Réfugiée en Europe, une femme afghane (dont nous devons évidemment taire le nom) exprime les craintes de ses proches avec qui elle est restée en contact.

«La situation est extrêmement chaotique. Nous nous attendons à ce qu'il y ait des bains de sang dans le mois à venir entre les différentes composantes de l'Alliance. Elles se sont déjà partagé le pays en zones d'influence: Dostam dans le Nord; Fahim (le successeur de Massoud) à Kaboul; Ismaïl Khan à Hérat et l'Ouest. Chacun brandit son propre drapeau et dès maintenant la situation est hors de contrôle.

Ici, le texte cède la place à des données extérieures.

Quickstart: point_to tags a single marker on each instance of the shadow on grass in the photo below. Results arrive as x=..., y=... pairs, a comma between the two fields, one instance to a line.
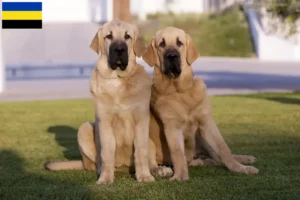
x=285, y=100
x=292, y=98
x=17, y=183
x=66, y=137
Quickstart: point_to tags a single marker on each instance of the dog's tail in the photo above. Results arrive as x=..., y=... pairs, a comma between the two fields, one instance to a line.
x=64, y=165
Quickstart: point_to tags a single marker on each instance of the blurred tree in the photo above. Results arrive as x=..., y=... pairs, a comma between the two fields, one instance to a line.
x=287, y=10
x=121, y=10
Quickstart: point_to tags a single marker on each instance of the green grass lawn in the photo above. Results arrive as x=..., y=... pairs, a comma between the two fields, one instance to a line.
x=266, y=126
x=225, y=34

Les Talibans sont-ils en déroute ou seulement en repli stratégique ? Cela dépendra du soutien qu'ils recevront, du rôle que les autres puissances (Pakistan notamment) voudront leur faire jouer. Quoi qu'il en soit, il y aura des combats : tant qu'ils auront des armes, ils se battront.

Hamid Karzai, l'homme du roi, est allé à Kandahar. Dans cette situation

chaotique, les Talibans, qui étaient jusque là opposés au retour du roi, lui ont confié la responsabilité de les représenter dans un gouvernement qui serait constitué autour du roi.

Je vois une petite lueur d'espoir: qu'il y ait une autre sorte de gouvernement, un gouvernement issu du peuple. Récemment, il y a eu des shuras et des loya jirga (assemblées de notables – ndlr) issues de la population. Par manque d'argent et de moyens (pour l'organisation, les déplacements), elles sont restées très petites jusque maintenant. Personne ne peut encore les prendre au sérieux. Mais la stratégie du gouvernement américain a elle aussi évolué: d'abord, les bombardements et les destructions, puis le soutien à l'Alliance du Nord; maintenant, comme ils se méfient de l'Alliance, ils cherchent autre chose. C'est peut-être une opportunité.»